既然碰上了这事儿,回去的路上又在聊,莫小年干脆就给山清讲了讲这种做锈的方式。
“这种味儿应该还有吧?洋鬼子闻不到么?”山清又问。
“其实味儿并不大,因为经过反应形成了锈;而且取出来之后还得晾上一段日子,基本就没味儿了。”莫小年笑道,“若是有强烈的尿味儿久散不掉,那谁还会买?谁还会用这种法子呢?”
“洋人的思维,和咱们国人真是不一样,他们喜欢新奇,要是我见了这四不像,首先得怀疑西周有没有这种器型。他们洋人想的却是,这可能是个大发现!”山清又道。
莫小年应道,“也得分人,有的洋人,不会上这种当,特别是东洋人。”
“年哥你这一说,我也有一事儿,今儿上午中谷商会京城支店的池田,来松竹轩了。”
“池田四六?又打什么鬼主意?”
“池田挺认真的样子。”山清介绍说,“他找沈掌柜,说想通过沈掌柜订一批齐白石的画。”

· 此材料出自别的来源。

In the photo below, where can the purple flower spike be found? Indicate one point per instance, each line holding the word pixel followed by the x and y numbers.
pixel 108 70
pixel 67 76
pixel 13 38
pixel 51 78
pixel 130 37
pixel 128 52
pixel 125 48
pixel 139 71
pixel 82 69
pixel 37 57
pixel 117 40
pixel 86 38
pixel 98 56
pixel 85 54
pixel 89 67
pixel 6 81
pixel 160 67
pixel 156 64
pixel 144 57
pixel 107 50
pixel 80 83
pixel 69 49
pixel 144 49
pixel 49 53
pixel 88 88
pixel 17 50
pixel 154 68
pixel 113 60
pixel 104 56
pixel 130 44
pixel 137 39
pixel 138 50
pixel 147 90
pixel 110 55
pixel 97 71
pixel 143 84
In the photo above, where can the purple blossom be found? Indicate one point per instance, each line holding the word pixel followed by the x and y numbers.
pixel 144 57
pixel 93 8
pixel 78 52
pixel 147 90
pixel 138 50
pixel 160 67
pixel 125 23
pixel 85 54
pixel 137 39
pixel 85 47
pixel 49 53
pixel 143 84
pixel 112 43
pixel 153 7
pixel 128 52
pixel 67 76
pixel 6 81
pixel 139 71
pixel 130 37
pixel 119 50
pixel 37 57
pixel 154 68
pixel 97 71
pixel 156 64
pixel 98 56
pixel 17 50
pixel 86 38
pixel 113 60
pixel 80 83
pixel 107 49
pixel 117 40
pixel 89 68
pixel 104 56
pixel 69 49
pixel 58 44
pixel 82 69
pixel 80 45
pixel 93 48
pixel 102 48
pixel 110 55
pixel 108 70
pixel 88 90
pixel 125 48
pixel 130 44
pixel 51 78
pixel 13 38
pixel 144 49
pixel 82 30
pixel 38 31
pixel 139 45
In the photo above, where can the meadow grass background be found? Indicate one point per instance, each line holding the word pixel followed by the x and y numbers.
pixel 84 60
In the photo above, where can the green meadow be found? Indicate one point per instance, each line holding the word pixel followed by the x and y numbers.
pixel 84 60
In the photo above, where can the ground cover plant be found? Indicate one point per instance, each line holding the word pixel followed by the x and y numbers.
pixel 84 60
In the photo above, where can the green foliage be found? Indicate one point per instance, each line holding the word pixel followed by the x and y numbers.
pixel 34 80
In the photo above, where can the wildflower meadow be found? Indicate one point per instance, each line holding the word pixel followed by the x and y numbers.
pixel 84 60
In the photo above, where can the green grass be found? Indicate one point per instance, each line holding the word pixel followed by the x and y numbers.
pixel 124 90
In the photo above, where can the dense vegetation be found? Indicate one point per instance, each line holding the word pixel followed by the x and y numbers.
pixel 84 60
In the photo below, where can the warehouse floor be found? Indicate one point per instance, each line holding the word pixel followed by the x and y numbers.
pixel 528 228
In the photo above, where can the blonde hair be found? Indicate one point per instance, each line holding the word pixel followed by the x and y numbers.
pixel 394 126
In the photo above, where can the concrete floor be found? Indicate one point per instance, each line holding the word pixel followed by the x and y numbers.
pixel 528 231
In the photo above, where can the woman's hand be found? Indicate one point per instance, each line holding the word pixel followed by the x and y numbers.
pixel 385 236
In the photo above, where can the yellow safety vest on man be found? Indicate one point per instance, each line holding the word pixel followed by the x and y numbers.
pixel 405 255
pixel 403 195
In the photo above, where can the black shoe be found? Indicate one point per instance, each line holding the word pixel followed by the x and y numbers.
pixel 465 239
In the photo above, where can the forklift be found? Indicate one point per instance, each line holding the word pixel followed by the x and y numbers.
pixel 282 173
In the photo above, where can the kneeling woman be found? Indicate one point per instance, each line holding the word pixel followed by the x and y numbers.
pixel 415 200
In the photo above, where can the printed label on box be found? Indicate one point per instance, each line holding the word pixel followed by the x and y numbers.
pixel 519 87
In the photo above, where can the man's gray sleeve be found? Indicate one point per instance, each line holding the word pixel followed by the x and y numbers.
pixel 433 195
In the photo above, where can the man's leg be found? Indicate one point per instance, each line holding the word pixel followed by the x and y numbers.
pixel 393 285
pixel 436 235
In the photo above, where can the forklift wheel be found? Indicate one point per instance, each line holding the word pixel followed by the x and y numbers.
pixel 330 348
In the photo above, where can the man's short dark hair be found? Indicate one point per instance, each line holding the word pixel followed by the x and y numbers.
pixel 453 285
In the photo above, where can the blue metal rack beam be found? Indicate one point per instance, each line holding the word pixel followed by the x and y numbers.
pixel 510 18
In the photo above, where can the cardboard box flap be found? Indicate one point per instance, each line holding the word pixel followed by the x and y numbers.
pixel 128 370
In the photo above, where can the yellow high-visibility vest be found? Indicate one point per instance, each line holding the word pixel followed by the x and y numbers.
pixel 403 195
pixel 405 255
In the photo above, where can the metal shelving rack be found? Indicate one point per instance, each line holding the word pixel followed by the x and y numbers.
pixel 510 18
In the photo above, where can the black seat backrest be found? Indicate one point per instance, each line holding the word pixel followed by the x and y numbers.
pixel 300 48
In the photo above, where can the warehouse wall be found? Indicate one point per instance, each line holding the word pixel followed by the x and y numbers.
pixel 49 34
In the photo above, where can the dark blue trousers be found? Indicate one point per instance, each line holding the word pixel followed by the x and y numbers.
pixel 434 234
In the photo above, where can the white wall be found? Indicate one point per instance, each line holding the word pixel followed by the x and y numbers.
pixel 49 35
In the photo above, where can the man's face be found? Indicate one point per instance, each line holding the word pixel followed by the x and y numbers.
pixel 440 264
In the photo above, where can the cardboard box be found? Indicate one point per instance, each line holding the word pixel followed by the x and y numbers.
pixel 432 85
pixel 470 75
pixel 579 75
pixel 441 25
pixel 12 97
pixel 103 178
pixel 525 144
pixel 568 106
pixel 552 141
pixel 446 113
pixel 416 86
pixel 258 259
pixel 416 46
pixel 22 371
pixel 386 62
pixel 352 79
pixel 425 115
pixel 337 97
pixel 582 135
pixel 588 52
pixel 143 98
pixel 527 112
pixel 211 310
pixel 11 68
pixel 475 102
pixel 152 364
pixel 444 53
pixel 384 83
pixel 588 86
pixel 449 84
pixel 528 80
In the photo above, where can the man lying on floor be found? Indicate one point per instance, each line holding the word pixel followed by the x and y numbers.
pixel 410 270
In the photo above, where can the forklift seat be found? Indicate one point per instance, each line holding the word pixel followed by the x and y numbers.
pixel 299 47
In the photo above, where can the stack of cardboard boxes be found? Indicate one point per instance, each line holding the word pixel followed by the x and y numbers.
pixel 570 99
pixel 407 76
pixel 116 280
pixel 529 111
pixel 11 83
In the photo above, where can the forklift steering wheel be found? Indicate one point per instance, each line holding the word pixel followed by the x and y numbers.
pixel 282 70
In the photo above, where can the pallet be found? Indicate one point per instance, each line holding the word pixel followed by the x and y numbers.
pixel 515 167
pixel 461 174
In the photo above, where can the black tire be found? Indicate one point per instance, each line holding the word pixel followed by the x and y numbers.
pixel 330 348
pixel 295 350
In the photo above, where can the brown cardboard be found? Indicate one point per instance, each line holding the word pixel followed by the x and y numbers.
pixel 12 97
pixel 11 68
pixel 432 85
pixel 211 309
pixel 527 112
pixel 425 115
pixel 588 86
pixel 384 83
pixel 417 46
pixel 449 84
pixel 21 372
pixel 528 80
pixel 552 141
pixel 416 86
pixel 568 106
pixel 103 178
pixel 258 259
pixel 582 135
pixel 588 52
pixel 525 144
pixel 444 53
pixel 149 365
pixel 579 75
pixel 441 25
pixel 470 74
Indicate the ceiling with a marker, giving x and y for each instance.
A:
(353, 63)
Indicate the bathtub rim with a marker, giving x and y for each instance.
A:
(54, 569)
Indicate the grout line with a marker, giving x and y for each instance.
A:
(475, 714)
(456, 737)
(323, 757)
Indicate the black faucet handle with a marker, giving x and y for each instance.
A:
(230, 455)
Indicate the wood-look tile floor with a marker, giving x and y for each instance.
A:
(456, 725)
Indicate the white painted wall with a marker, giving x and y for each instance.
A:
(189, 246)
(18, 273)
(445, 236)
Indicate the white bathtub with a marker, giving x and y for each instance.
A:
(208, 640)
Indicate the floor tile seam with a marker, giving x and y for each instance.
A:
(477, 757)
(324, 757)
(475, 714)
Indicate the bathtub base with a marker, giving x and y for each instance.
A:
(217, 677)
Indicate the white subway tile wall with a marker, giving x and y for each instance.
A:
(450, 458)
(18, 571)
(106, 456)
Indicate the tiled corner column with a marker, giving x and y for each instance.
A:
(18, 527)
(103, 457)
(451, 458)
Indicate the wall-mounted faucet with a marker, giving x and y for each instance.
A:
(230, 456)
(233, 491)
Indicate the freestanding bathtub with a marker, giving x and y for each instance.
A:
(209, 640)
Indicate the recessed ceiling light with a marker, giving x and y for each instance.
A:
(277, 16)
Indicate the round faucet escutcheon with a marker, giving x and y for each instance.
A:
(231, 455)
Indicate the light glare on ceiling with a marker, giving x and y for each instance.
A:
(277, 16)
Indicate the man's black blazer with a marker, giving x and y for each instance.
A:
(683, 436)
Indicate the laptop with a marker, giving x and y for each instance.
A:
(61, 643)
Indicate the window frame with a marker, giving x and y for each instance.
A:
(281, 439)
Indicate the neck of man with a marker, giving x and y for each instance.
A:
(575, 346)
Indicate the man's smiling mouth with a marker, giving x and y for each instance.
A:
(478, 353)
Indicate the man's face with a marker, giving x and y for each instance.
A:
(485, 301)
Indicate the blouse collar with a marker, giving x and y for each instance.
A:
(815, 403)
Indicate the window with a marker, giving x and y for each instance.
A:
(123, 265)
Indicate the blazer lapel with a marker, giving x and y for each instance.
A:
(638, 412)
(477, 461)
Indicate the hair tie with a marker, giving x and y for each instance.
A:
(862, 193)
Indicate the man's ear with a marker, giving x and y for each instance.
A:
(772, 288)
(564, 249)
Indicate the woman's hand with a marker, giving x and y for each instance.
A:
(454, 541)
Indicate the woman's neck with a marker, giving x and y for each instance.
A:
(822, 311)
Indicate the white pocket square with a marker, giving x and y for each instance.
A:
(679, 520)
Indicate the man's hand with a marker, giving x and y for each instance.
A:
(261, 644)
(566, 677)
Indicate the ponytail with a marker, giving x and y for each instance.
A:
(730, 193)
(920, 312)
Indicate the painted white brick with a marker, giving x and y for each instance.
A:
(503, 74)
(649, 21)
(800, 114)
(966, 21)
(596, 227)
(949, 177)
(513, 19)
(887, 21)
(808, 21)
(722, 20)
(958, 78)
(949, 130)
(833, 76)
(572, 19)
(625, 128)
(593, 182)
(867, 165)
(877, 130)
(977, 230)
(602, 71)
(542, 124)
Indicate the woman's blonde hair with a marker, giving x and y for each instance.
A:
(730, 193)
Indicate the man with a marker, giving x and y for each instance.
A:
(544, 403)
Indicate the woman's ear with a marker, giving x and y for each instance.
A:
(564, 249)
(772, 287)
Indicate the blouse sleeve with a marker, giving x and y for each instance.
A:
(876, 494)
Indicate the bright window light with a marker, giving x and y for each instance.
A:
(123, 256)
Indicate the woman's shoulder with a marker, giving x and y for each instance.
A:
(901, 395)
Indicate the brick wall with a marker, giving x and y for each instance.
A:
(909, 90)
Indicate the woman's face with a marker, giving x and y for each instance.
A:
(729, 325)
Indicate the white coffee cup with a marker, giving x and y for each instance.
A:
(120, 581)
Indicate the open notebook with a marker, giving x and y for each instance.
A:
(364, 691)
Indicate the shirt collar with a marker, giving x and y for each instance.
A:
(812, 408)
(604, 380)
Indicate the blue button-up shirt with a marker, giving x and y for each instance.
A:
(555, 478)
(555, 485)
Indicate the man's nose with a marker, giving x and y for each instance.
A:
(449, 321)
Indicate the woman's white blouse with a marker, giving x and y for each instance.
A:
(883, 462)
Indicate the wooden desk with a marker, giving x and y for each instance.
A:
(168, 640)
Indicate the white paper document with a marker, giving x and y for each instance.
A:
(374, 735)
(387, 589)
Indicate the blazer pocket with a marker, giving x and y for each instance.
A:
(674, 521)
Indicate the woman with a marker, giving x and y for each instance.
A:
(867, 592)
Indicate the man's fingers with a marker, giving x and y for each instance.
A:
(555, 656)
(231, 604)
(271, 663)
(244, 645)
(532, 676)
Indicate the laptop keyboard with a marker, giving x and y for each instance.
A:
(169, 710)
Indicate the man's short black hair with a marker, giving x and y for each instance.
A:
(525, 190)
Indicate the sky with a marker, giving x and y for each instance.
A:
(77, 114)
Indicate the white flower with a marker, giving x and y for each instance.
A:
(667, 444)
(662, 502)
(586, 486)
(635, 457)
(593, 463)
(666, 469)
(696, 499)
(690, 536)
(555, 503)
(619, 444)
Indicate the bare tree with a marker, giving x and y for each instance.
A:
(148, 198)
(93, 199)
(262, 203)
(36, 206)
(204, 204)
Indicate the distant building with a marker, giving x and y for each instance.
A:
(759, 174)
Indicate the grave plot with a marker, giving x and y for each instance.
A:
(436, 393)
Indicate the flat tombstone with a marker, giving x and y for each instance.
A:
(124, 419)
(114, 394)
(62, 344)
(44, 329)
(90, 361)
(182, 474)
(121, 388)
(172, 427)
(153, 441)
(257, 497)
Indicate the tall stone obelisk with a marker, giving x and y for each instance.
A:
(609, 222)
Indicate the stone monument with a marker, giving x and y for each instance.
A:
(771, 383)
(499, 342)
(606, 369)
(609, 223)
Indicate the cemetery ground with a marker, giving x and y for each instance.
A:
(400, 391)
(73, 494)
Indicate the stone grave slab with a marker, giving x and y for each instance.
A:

莫小年心想,齐白石眼下尚未名声大噪,即便在倭国,也得后年的两国联办的画展之后才开始卖上价钱;这池田四六难不成是看中了齐白石的潜力?提前囤货?
“他还表达了别的什么意思么?”莫小年问道。
“他说是他们的会长中谷安次郎的意思,要先收上几十幅。因为齐白石曾经在松竹轩挂单,所以就来找沈掌柜了。”
“听起来,好像很合理。”
“对,还说提成少不了我们松竹轩的。”山清应道。
莫小年欲言又止,站定摸出烟来点了一支。
这怕是水秀的意思。
由此看来,水秀在倭国一直没回来,她在中谷安次郎面前,说话已经很有分量了。
“年哥,我知道,这可能是我姐正好想借着这事儿照顾我们。”山清不糊涂,莫小年不提,他先提了。
“那沈掌柜怎么说?”莫小年又问。
山清介绍:
“沈掌柜说,齐白石已经不在松竹轩挂单卖画了,除非碰巧遇上他,否则这个忙帮不了,所以不能贸然答应。
池田又问齐白石现在住在哪里?沈掌柜说原先在法源寺借住,后来听人说搬到辟才胡同了,但只是道听途说,做不得准。
池田又说,辟才胡同范围挺大的,里头还套着别的胡同,还听说过什么具体的吗?
沈掌柜回答说,确实不清楚,齐白石之前和京城书画圈儿有点儿格格不入,消息少。”
莫小年深吸一口烟,“沈掌柜这是不愿意帮倭国人收画啊,按说又不是古画,其实也没啥。齐白石自己还想去倭国办画展呢!”
“池田走了之后,我也这么说了两句。”山清一边走一边晃了晃胳膊,“可是沈掌柜说,齐白石想不想卖画、卖给谁画,他管不着,但是他就是不想帮倭国人拉皮条!”
“拉皮条······”莫小年摆摆手,“罢了,沈掌柜不愿干这事儿,那你自然得听。”
“我无所谓,我现在主要是练习手艺、提高见识。”山清淡淡一笑。
“你想你姐么?”莫小年忽而问道。
“怎么能不想?她是我亲姐姐啊!但她现在都没回来,多半已经把倭国当家了。”山清叹了口气,“没有国,哪有家?她要真跟了倭国人,我们俩以后就不是一家了。”